The Biggest Danger Is What Employees Put Into the Tools

The central risk is not that an employee asks an outside chatbot to improve a generic sentence. It is that the prompt, uploaded document or connected application may contain information that the organization has a legal or commercial duty to protect. ManageEngine found that 37% of surveyed employees had shared internal documents such as strategies or financial material with unauthorized AI tools. Thirty-three percent reported sharing confidential client information, 32% had entered non-public product information and 37% had included information about colleagues or team members. The same findings exposed a confidence problem: 90% of employees said they trusted unauthorized AI tools to protect their data, while half believed there was little or no risk in using them. Yet the organization may not know where the information is processed, how long it is retained, whether it is used to improve the service or what contractual protections apply. There is also the possibility that an AI-generated answer will be inaccurate but convincing. In a low-stakes brainstorming session, that may create an awkward sentence. In financial, legal, health or employment-related work, it can influence a consequential decision or place incorrect information in front of a client.

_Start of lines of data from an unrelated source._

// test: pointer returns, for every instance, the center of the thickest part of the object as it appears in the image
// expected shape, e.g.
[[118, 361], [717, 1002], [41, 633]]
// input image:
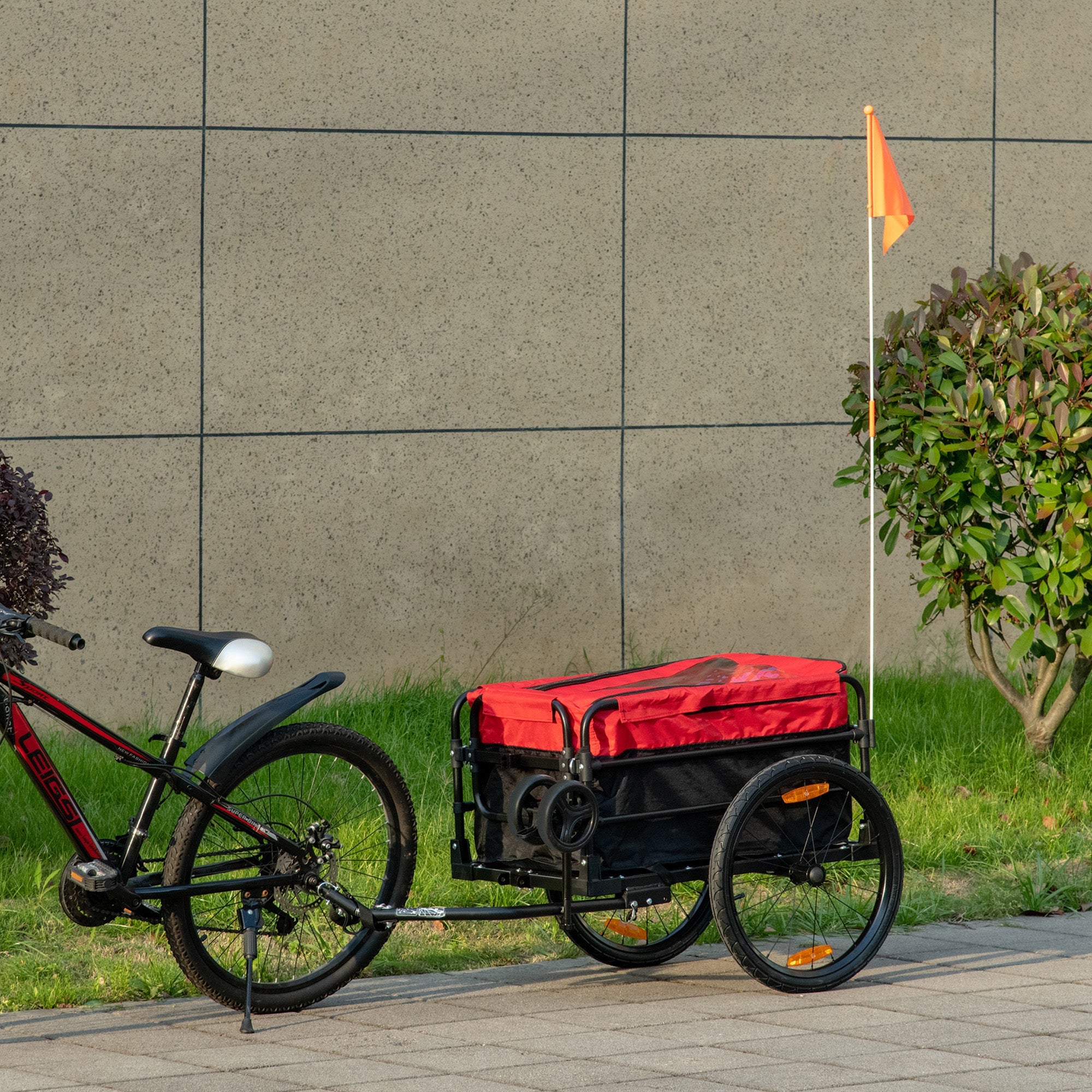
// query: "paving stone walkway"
[[994, 1007]]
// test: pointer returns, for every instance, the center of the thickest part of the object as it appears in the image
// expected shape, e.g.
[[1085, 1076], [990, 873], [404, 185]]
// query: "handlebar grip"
[[55, 634]]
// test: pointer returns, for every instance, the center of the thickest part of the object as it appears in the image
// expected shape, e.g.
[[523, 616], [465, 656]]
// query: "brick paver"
[[998, 1006]]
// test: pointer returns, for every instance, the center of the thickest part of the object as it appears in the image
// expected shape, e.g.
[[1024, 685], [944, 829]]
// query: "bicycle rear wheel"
[[322, 781]]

The potential cost becomes clearer when examining organizations that have already experienced data breaches. IBM and the Ponemon Institute studied breaches at 600 organizations around the world between March 2024 and February 2025. One in five of those breached organizations reported an incident linked to shadow AI, while organizations with high levels of shadow-AI activity recorded average breach costs that were $670,000 higher than those with little or none. The report also found that 63% of the breached organizations either lacked an AI-governance policy or were still developing one. The solution, however, is not necessarily a blanket ban. Canadian privacy authorities advise organizations using generative AI to establish a valid basis for handling personal information, use anonymized or de-identified information where possible, assess privacy impacts, evaluate accuracy and apply safeguards suited to the sensitivity of the data. A workable employer response would translate those principles into everyday choices: a short list of approved tools, clear examples of prohibited inputs, secure enterprise accounts, human review for consequential outputs and a fast process for requesting new capabilities. Workers should know that asking for help will not automatically trigger discipline. When approved technology is practical and policies are understandable, employees have fewer reasons to hide the tools they have already made part of their jobs.